Eric Davis was just waiting for that one extra bag. It was 25 years ago that he became Major League Baseball's first 30-50 player. Barry Bonds did it three years later.
"Thirty-49 -- he didn't climb that mountain," Davis said Friday with a playful grin. "It's still only me and Barry. I paid attention."
Now the Reds' special assistant to the general manager, Davis, a Los Angeles native, raved about Trout's magical start with the Angels. But speaking Friday at the MLB Fan Cave, where he was promoting Major League Baseball's "Legends are Born in October" marketing campaign, Davis cautioned people not to go too wild with expectations.
"He's a phenomenal young player -- his exuberance, his excitement, his electricity," Davis said. "They haven't seen it in a long time. I have a lot of respect for him. I know he's a great kid. The sky's the limit.
"But I think when you have a kid who is that talented, you have to take two steps back and allow him to develop into who he's going to be. Is he going to go 30-50 every year? Probably not. When you start the way he started out, it's going to be tough to maintain that, because now the expectations are at .325 and 30 and 50, and 120-some-odd runs scored every year. But that's not the realistic side of it."
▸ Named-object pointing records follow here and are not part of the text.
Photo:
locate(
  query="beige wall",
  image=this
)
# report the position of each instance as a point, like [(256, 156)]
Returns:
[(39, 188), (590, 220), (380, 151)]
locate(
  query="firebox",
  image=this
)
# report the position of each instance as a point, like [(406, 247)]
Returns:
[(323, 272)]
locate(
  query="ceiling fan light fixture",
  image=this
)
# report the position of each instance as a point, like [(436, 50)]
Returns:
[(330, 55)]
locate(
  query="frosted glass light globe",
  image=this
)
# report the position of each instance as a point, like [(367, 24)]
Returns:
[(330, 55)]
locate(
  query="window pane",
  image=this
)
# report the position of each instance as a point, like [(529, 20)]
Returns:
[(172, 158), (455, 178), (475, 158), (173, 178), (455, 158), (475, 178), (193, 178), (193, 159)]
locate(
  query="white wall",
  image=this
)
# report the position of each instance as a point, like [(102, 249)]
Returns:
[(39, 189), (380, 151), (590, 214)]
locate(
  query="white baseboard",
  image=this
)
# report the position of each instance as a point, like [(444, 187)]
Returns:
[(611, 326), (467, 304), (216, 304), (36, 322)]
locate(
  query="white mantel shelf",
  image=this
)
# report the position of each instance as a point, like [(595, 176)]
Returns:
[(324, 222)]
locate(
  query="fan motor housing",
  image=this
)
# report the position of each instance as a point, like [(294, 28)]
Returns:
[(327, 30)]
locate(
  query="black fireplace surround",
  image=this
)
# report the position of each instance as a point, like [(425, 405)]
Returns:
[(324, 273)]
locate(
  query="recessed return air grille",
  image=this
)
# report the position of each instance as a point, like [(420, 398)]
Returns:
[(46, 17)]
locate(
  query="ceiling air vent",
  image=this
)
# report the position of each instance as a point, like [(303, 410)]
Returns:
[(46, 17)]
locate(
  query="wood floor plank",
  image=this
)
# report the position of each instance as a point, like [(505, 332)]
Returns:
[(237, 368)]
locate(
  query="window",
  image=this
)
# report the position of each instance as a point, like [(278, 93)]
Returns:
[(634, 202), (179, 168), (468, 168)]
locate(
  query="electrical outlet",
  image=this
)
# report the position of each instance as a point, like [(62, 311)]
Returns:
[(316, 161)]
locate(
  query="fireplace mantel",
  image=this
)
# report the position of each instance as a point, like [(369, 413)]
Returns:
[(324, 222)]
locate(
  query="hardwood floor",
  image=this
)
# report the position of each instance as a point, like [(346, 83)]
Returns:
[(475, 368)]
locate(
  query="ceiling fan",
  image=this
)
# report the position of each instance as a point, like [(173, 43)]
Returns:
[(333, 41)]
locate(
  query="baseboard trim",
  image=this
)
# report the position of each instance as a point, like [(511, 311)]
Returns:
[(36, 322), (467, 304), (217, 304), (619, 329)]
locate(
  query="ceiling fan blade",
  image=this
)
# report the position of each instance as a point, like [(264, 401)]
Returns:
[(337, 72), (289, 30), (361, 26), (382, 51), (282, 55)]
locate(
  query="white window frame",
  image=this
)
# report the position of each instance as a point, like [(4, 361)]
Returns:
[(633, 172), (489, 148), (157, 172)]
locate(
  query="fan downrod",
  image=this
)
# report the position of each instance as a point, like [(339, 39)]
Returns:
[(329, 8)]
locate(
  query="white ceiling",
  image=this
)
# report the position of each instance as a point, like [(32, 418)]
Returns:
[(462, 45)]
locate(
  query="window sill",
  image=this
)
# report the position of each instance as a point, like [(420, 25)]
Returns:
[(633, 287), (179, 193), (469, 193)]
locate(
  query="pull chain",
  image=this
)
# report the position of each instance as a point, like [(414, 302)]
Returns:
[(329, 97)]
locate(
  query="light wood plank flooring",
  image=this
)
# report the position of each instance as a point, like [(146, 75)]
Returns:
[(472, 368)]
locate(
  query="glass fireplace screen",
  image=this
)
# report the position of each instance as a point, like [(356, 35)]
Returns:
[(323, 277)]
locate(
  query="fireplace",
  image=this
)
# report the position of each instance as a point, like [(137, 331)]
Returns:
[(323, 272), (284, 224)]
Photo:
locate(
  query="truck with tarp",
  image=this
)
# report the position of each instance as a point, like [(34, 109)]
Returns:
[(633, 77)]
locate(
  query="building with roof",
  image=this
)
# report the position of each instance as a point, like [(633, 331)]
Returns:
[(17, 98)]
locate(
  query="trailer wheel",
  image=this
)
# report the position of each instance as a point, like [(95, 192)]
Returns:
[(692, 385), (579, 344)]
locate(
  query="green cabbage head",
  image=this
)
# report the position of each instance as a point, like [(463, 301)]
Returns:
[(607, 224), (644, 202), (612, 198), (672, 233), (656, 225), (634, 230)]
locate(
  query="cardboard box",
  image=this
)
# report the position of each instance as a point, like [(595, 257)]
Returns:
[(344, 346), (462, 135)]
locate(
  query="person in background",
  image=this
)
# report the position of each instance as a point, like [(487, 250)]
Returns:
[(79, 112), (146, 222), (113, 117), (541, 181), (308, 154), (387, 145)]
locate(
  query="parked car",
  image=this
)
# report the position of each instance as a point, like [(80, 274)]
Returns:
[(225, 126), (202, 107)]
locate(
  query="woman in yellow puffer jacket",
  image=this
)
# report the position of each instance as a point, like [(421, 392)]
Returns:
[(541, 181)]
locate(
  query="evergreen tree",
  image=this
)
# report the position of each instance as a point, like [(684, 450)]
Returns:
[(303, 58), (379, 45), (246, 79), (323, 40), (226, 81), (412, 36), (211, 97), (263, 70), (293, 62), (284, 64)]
Davis had 37 homers and 50 stolen bases for the Reds in 1987. The year before, he needed just three more homers to actually have a 30-80 year. In 1990, Bonds had 33 homers and 52 steals for the Pirates. Stolen bases gradually eroded in significance during those hyper-power years in the Majors, and while there were grandiose homer totals, those became the last two 30-50 guys.
Trout came ever so close.
"I like what I see from him," Davis said. "He comes to play and he has a bright future."